Of course, there are many armed contractors who serve alongside regular servicemembers, mostly in escort and security details. Basically, these individuals free up regular servicemembers for other tasks. That is one reason private contractors are not mercenaries; their offensive role, at least in the United States armed services and State Department, is almost nonexistent.
Where They Work
Since the aftermath of 9/11 and the onset of the Global War on Terrorism, most contractors have served in the MENA (Middle East and North Africa) region, and specifically in Afghanistan and Iraq. Even though U.S. forces have almost completely withdrawn from these areas, the contractor contingent remains relatively high. Some other contractor locations include:
- Diego Garcia: This isolated atoll in the south Indian Ocean is home to some of the most cutting-edge weapons in the world, and according to some, also a place where the CIA interrogates terrorism suspects. Almost everything comes in and goes out via large cargo ships, so there is a great need for longshoremen and other dock workers in addition to traditional military contractors.

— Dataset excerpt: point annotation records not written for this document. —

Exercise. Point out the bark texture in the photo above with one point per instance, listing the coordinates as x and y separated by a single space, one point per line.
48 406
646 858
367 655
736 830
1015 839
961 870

- Japan: There is perpetual talk of limiting or ending the U.S. military presence in this country, but with wildcard North Korea and increasingly-belligerent China only a stone’s throw away, the island nation will probably make a place for servicemembers and contractors for years to come.
- Haiti: It seems like a lifetime ago that a major earthquake hit this nation, killing thousands and displacing tens of thousands, but government corruption and red tape hampered rebuilding efforts for the longest time. As a result, there is still much work to be done, and military contractors are doing much of it.
Other contractors serve at U.S. bases in Guam, the Philippines, Kuwait, Cuba, and elsewhere around the country. Additionally, contractors provide security services at many U.S. embassies and other State Department facilities.
What Happens When They are Injured
Injured servicemembers may turn to the VA for lifelong medical assistance, even after they leave active duty. Thanks to the Defense Base Act, injured contractors have access to similar benefits. The primary eligibility requirements are:
- Service in a War Zone: As this term is defined, any U.S. military installation outside the 50 states is in a war zone. Moreover, some contractors working for some foreign governments are also eligible for DBA benefits.
- Job-Related Injury: According to the Supreme Court, victims must only show a relationship between their injuries and their job duties, as the incident need not occur while the victims are “on the clock” and at a certain place.